On Tuesday evening, President Obama spoke to an audience that included over 4,000 West Point cadets—the future officer corps of the US Army—and announced his intentions to dispatch 30,000 more soldiers to Afghanistan. This rapid escalation in deployments will bring the number of American troops serving there to nearly 100,000. In the days leading up to the President’s speech, and certainly since he has delivered it, speculation regarding the likely success (or lack thereof) of this measure has become a prominent topic of discussion in the media.
In the commentary and coverage, one can’t help but notice a lack of discussion about the other side: the people, history, and sociopolitical context of modern Afghanistan. Obama’s decision is a strategic move or a colossal mistake, but either way, this is a subject that our society and our elected officials cannot afford to ignore. What follows is a short list of titles—some nonfiction, some fiction—that each offer a distinct insight into a nation whose future will have a very direct influence on our own.
Ghost Wars, Steve Coll, Penguin, 2004.
A Pulitzer Prize-winning journalist, Coll lays out a sweeping historical narrative of events in Afghanistan from the Soviet invasion and subsequent CIA involvement in 1979 to the events leading up to September 11, 2001. Exhausting in its detail and comprehensive in its scope—the paperback edition has over 100 pages of footnotes and citations alone—the book presents a meticulous and thorough evaluation of the historical forces which led to not only the rise of al-Qaeda in Afghanistan but also to the dismantling of a state in one of the most turbulent regions of the world. Filled with first-person accounts and thoughtful commentary, Coll’s work should be required reading for anyone trying to understand Afghanistan’s place in the world of 2009.
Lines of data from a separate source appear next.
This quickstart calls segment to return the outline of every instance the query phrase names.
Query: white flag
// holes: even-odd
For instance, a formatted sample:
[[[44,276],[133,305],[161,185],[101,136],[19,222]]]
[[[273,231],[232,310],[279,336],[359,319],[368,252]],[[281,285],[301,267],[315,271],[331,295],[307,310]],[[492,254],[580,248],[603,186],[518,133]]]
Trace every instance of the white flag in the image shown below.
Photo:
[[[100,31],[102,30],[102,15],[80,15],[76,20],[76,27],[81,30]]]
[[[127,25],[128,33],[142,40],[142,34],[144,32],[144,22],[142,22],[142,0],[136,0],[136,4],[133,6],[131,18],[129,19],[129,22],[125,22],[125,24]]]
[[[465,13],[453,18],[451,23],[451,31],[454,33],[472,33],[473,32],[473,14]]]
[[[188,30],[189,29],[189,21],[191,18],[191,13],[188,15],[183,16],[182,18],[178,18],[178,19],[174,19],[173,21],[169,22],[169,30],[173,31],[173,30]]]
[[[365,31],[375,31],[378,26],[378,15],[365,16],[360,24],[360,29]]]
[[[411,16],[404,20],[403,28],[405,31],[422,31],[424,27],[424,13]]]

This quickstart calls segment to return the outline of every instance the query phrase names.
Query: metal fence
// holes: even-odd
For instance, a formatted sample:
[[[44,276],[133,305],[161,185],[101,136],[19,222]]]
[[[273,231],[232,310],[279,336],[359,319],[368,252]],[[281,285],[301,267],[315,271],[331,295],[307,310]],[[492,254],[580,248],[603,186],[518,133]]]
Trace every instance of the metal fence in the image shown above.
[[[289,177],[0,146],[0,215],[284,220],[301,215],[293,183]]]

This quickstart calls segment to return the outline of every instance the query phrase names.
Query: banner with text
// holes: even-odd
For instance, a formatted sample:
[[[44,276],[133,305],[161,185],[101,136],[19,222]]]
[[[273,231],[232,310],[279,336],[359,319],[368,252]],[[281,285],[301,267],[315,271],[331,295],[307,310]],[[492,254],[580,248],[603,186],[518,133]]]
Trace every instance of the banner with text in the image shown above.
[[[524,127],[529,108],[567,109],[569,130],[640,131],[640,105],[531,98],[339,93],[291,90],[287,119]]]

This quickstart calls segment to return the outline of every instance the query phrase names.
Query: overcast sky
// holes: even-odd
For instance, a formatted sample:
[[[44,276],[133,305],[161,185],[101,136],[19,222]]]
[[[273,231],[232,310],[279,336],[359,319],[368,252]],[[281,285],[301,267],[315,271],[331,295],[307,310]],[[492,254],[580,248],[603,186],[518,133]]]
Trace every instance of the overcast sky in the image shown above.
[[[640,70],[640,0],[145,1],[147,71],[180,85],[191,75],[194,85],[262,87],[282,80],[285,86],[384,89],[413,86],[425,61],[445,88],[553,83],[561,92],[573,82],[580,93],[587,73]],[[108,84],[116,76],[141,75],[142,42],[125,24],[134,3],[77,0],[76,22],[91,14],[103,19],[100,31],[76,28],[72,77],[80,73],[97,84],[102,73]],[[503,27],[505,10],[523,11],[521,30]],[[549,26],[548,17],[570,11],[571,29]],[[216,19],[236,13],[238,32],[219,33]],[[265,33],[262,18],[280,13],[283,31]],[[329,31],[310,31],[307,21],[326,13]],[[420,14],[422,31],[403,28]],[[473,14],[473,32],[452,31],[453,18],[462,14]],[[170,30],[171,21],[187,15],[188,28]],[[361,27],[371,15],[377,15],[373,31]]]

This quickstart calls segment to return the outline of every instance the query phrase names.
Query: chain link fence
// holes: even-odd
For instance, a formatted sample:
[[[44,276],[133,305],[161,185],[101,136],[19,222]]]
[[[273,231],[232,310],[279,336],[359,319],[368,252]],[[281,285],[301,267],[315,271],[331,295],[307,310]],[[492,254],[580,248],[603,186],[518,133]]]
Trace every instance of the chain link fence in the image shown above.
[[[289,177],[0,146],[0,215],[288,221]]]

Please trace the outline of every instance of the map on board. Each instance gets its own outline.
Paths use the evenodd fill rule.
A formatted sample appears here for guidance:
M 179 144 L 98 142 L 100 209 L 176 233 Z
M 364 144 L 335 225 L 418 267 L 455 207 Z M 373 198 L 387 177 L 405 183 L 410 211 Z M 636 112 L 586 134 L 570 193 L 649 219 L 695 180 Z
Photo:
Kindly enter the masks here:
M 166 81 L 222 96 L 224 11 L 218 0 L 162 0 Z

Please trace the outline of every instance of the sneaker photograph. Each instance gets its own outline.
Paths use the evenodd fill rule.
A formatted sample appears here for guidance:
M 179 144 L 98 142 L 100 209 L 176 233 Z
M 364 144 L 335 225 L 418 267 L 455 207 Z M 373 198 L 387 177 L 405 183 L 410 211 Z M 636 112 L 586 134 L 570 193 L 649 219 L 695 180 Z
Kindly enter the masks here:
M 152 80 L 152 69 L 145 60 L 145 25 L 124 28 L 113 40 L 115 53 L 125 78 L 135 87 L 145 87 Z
Taliban, Ahmed Rashid, Yale University Press, 2000.
Pakistani journalist Ahmed Rashid details the rise of the Taliban in a work that has been translated into over 20 languages. A correspondent who has covered affairs in Afghanistan and Central Asia for over 30 years, his straightforward narrative and insightful synthesis of the historical and political events which allowed the Taliban to flourish in pre-9/11 Afghanistan are no less relevant today. Rashid is also the author of Descent into Chaos: The United States and the Failure of Nation Building in Pakistan, Afghanistan, and Central Asia.
The Kite Runner, Khaled Hosseini, Riverhead Books, 2003.
Hosseini’s debut novel spent weeks atop the New York Times bestseller list, in part because of it is an unforgettable story of such universal themes as love, guilt, shame, and redemption. However, the novel is also very much the story of Afghanistan. Through the stories of its characters, The Kite Runner encompasses the destruction of a society that occurred following the Soviet invasion, the rise of the warlords who led to the Taliban, and the immigrant experience of those who left their war-torn home as refugees. Hosseini’s second novel, A Thousand Splendid Suns, also puts a human face on life in Afghanistan under the Taliban.
The Places in Between, Rory Stewart, Harvest Books, 2006.
British diplomat and current professor at Harvard’s Kennedy School of Government, Rory Stewart’s first book details his experiences walking across Afghanistan, from Herat to Kabul, in 2002. A travel narrative that leaves the reader continually wondering, “Why, exactly?”, Stewart’s account of his journey never truly answers this question. This makes for a frustrating read since at times the author seems to care more about what he is doing than why, or how, or for what purpose. However, Stewart’s remarkable exposure to some of the most geographically inhospitable places in the world as well as some of the most geopolitically unstable can’t help but inspire a certain amount of awe for his moxie. Just seven months after the Taliban destroyed the historic Buddhas of Bamyan, Stewart was there. A pale-skinned, light-haired Scot, on foot. Alone. Even without fully understanding his motivation, the book is a fascinating read.
The Bookseller of Kabul, Asne Seierstad, Back Bay Books, 2004.
In 2001, after the fall of the Taliban, Norwegian journalist Asne Seierstad met a bookseller in Kabul. Eventually the two agreed that Seierstad would live with the bookseller’s family for several months and write about her experiences. The book that developed is engrossing for the way in which it presents a portrait of a middle-class, urban family within the cultural context of modern Afghanistan. The book is riveting in its contradictions, even as it is also horrifying for the light it sheds on the complex family and social structures which continue to make the women of Afghanistan some of the most oppressed in the world. Ironically, after the book’s publication and international success, the bookseller subsequently sued Seierstad in a Norwegian court for libel, perhaps underscoring the irony of the sometimes liberal yet also deeply conservative influences in post-Taliban Afghanistan.